Various types of vegetable oil produced in Ghana have potential to manage diabetes in human beings.
That’s according to scientists at the Kwame Nkrumah University of Science and Technology following successful experiment on mice.
Findings of the research are published in the Global Journal BMC Nutrition.
Palm oil, recently, came under public scrutiny after Sudan IV dye was detected in samples on the market.
Now, together with groundnut and coconut oils, scientists say they have found managing power against diabetes in it.
“Science has shown intake of oils seems to have some cardiovascular effect and high fats interfere with insulin action so it is feared that if diabetics take these oils it will make treatment of diabetes more difficult.”
That is the basis for study, according to Dr. Robert Ngala, lead researcher of the Kwame Nkrumah University of Science and Technology, Molecular Medicine Department said,
“I wanted to find whether our traditional oils have a beneficial or negative effect on diabetes treatment.

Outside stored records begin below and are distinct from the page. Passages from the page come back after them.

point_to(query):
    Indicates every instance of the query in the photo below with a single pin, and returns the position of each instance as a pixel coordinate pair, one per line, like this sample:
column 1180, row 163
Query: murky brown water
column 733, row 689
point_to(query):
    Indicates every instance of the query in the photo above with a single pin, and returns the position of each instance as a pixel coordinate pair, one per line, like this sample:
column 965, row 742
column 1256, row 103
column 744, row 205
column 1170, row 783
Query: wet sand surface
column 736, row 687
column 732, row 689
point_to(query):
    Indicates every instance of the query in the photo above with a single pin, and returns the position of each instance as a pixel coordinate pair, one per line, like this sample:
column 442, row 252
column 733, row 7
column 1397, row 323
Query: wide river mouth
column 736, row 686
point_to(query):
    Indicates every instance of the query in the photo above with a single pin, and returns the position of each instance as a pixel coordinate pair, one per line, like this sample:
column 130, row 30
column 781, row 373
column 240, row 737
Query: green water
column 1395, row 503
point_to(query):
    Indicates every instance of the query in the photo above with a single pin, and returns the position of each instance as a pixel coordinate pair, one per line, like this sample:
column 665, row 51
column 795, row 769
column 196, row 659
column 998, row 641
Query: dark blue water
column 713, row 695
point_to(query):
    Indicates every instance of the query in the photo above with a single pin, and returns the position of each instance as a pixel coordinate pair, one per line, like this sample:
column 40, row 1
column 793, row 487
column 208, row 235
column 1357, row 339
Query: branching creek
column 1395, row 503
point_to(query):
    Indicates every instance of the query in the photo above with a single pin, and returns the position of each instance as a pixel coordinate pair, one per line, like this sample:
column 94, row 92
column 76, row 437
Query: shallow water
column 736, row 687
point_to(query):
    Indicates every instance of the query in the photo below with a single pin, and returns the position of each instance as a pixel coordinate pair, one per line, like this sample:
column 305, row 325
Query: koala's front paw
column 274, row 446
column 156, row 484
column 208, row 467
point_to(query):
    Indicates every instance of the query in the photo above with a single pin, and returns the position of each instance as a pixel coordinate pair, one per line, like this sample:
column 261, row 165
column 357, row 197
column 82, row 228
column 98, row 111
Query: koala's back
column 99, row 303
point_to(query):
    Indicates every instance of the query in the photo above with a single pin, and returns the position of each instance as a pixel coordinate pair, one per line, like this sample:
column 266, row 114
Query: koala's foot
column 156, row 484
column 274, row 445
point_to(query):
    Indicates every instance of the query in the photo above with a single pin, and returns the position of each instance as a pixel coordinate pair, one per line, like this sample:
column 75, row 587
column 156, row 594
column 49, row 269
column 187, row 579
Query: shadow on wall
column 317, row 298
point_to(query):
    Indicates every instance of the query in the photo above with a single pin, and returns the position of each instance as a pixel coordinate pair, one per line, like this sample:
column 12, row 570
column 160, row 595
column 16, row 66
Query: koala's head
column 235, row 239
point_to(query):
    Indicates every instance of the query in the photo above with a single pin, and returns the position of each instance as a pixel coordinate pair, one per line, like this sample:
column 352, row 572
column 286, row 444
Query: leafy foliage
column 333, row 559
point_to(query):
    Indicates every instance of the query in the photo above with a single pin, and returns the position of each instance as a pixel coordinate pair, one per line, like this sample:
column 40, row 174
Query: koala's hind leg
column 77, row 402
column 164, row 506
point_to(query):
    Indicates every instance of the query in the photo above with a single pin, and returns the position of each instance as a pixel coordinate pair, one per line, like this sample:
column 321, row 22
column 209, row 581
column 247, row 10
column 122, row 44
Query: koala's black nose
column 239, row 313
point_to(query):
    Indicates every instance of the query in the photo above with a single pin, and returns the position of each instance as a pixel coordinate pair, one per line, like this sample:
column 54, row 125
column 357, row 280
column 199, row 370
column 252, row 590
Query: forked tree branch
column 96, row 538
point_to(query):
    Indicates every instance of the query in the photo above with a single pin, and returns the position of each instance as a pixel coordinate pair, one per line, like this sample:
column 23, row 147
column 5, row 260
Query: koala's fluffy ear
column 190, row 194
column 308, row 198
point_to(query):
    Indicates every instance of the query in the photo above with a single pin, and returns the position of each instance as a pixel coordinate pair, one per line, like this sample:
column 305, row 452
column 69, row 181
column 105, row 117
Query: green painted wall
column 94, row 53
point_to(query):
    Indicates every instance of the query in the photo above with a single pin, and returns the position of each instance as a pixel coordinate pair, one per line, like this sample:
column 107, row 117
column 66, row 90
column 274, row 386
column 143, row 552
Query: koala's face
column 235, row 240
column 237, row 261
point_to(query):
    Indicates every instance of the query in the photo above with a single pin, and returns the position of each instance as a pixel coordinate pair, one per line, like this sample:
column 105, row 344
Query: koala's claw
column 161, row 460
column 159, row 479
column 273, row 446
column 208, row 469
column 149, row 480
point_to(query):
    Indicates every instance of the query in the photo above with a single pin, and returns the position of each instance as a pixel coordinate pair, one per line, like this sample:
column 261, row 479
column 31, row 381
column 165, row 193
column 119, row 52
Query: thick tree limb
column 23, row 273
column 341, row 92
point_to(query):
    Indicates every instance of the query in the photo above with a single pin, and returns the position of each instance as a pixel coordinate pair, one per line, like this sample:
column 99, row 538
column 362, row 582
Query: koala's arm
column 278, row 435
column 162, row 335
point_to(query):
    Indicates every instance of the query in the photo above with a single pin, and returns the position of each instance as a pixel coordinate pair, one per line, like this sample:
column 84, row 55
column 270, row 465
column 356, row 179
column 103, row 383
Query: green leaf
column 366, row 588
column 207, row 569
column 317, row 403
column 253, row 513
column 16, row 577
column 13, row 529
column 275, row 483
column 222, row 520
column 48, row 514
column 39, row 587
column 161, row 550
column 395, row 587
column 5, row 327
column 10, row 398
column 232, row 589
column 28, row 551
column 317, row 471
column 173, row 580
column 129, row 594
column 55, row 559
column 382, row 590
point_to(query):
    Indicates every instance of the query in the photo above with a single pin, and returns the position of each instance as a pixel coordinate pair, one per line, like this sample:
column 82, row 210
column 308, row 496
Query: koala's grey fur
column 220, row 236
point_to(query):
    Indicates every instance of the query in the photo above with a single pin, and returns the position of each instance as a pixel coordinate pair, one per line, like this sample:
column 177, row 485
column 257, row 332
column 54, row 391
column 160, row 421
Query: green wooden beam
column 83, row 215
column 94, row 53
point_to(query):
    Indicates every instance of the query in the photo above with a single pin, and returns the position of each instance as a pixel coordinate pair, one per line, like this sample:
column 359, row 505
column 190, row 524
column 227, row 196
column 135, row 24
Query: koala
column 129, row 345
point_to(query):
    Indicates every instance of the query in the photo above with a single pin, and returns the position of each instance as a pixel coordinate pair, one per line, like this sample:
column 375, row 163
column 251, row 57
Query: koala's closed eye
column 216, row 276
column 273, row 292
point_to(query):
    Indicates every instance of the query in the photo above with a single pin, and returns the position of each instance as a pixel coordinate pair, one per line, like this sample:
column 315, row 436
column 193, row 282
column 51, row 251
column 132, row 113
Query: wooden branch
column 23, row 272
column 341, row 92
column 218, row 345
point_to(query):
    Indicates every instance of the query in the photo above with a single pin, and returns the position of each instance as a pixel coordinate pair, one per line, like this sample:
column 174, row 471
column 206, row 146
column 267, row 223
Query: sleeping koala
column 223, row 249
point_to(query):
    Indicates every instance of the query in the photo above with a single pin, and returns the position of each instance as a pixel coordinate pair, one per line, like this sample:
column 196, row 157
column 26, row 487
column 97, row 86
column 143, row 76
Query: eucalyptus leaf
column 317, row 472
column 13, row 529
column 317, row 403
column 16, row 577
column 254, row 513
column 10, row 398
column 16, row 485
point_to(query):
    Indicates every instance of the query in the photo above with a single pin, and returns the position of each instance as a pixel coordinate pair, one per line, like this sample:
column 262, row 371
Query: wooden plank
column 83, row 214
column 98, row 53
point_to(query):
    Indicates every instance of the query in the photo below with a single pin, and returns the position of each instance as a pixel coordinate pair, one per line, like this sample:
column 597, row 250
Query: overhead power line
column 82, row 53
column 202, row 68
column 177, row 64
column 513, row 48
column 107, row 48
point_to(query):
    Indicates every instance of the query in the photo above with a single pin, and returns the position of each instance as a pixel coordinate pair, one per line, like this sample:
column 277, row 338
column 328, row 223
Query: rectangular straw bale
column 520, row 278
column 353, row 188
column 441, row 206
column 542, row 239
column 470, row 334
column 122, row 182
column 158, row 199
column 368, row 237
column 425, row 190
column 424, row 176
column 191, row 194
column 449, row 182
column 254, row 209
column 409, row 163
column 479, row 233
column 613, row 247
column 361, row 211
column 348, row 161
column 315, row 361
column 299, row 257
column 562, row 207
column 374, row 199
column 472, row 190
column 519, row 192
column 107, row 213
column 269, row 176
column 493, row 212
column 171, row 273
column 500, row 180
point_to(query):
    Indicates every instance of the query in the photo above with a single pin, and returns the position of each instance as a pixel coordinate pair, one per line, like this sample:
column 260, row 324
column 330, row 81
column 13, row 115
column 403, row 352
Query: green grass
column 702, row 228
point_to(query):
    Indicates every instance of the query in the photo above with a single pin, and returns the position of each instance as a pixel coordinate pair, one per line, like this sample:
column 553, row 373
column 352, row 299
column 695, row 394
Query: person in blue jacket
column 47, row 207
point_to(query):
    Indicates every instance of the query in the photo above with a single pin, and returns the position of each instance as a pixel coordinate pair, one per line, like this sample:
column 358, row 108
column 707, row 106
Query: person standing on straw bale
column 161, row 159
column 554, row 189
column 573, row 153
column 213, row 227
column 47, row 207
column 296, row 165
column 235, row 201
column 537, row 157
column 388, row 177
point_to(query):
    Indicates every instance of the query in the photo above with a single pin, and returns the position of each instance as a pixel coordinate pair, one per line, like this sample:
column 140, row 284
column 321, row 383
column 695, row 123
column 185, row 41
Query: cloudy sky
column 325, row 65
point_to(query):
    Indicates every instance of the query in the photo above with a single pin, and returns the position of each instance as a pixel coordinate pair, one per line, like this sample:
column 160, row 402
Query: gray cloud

For the research, scientists obtained diabetic mice from Nougouchi Memorial Institute for Medical Research.
The test diets were prepared by mixing 10g vegetable oils with 90g normal commercial rodent food to obtain 10% by weight of vegetable oils.
The mice were then divided into eight groups of six animals.
A control group fed with the normal rodent diet.
Diet of Group two was modified with 10% palm oil, third with 10% groundnut oil and fourth with 10% coconut oil.
Another group treated with the food plus the anti- diabetic drug Glibenclamide. Scientists, again, created a parallel group which fed on the oils plus the drug.
After four weeks of continuous treatment, scientists found the group on normal rodent diet had high blood sugar like in humans.
The group that fed on normal diet combined with anti-diabetic drug had a low sugar level.
Significantly, the group on palm, groundnut and coconut oil diet had a drop in blood sugar level. Yet another group which fed on the oils and drug dropped in blood sugar level.
However, the combination of coconut oil and anti-diabetic drug failed to bring down glucose level as compared to those treated on the drug alone.
Dr. Ngala suspects a reaction between substances in the coconut oil and the drug. The scientists are looking forward to additional funding to replicate the study on humans.
Until then they advise diabetics to embrace traditional vegetable oils.
“We are not expecting a very big difference, though in certain cases rodent metabolism are quite different from humans,” he said.